Thursday, December 2, 2010

there's a lady who knows






Stairway to Heaven / Led Zeppelin












I’m not sure most people cannot tell you the times in their life when they changed. Those moments when some little thing within them snaps or shifts and from that point on things are different. They are different.



I know those times, perhaps not all of those times, but at least some of those times. The first time I remember this was as a teenager. Formerly I had been a quiet, shy nerdy, kid. I was until the change moment a bit on the scared side and certainly without the self confidence that was required if you were to become noticeable. Of course, in later years, people would not believe this. They would say, “You? Shy? Quiet? Impossible.” And it is undeniably true that as time has gone on, well, I’ve gotten worse.


The change moment occurred one day in the supermarket of all places. It wasn’t one of those big chain box stores. No, this was the local, small time, family owned and operated market. It was the kind of store that in comparisons to the nation wide chains have no stock, dirty floors and narrow isles.
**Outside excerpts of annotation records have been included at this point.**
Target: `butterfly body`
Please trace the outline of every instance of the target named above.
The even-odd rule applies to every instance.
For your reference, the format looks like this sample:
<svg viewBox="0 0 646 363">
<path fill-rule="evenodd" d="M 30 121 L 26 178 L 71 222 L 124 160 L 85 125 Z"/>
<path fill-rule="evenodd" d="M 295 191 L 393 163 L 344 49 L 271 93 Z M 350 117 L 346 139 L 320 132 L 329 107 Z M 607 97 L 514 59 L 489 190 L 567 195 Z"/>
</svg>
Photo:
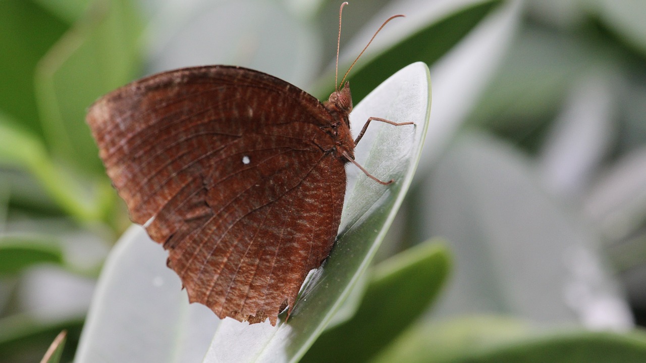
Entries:
<svg viewBox="0 0 646 363">
<path fill-rule="evenodd" d="M 235 67 L 183 68 L 99 99 L 87 121 L 133 222 L 191 302 L 259 322 L 328 256 L 353 158 L 349 87 L 322 103 Z"/>
</svg>

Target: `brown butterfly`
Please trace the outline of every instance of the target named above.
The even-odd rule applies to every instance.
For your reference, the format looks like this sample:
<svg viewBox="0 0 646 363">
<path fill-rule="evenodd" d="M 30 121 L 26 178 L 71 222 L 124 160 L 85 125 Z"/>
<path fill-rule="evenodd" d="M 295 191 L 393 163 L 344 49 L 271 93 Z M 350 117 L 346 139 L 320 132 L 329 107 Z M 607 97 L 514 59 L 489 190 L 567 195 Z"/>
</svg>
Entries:
<svg viewBox="0 0 646 363">
<path fill-rule="evenodd" d="M 340 34 L 340 12 L 339 23 Z M 124 86 L 87 122 L 130 218 L 169 251 L 189 300 L 275 325 L 332 248 L 345 165 L 368 123 L 412 123 L 371 118 L 353 140 L 351 110 L 348 83 L 322 103 L 268 74 L 214 65 Z"/>
</svg>

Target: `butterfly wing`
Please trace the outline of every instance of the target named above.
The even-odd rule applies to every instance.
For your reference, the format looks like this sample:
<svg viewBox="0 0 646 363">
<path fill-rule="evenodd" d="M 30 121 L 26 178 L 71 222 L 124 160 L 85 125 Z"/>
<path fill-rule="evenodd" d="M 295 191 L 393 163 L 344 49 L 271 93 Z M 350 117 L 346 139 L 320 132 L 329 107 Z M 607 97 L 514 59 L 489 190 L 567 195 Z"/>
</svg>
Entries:
<svg viewBox="0 0 646 363">
<path fill-rule="evenodd" d="M 318 100 L 264 73 L 209 66 L 119 88 L 87 121 L 131 219 L 169 250 L 191 302 L 273 325 L 291 310 L 331 249 L 346 188 Z"/>
</svg>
It was the kind of store that still held personal accounts, and one could go through the checkout line and then merely provide a last name and a notebook would appear from on the counter.


On the particular day in question, I was out shopping with my mother. It was a spring day. One of those early spring days that is hot and teasing about the summer that is just around the corner. She’d picked me up after school and I think we had some other required errand. But we were both in good spirits, silly with the sun and good weather.


I remember we had ambled the length of the story, switchbacking through the isles. We were traveling down the last isle, the frozen foods and dairy section, when we both looked at each other with the same thought: ice cream!


“Go pick out a flavor…” My mother suggested as she abandoned our cart to head towards eggs.


“What flavor do you want?” I called, heading the few steps in the opposite direction.


“Whatever.” She called back, as I stood frowning facing the double glass doors. I knew we did not have the same taste and the choices were numerous.


What do to? What to do?


“What’s your choice?” She prompted, and that’s when it snapped.


I don’t think I ever would have done this if I had not been in a silly, mood. But my eyes landed on the Heavenly Hash, and it began.


“Heavenly Hash!” I said, my arms shooting into the air. “Hallaluah! Yes indeed, Heavenly Hash!” My voice was raising and I was trying not to laugh. My mother shot me a look that said, ‘Really?’ And in response, I dropped instantly to my knees before the cart and case. “It came to me in a dream! It did, I say. Heavenly Hash!” I wailed and then collapsed in a fit of giggles as people started to round the isle and I noticed some of the customers and employees taking a step back to see the performance.


“Okay, get up and put it in the cart.” My mother said, eyes rolling, but laughing too. I did, but something had changed. I was no longer shy. It didn’t even bother me a week or so later when my mother reported that the store clerk had asked if her daughter was okay.

Wednesday, December 1, 2010

nanowritmo / postscript what next?






Sounds of Silence / Simon & Garfunkel











As a Nanowritmo project, I didn't make it - if you have read this November tale, its just over 27000 words.  Still...   not bad, I don't think.

And not bad that we are on Dec 1st and this blog is still blogging along.  This will be post 177 or 178... I forget.  No wonder I'm tired....

The real question is where to do now....Having spent the last month writing on one set thing,  has been good.  Now that that's done, I am back to being lost in a sea of blank paper... or rather blank computer screen.  I shall need to think on this for the next 24.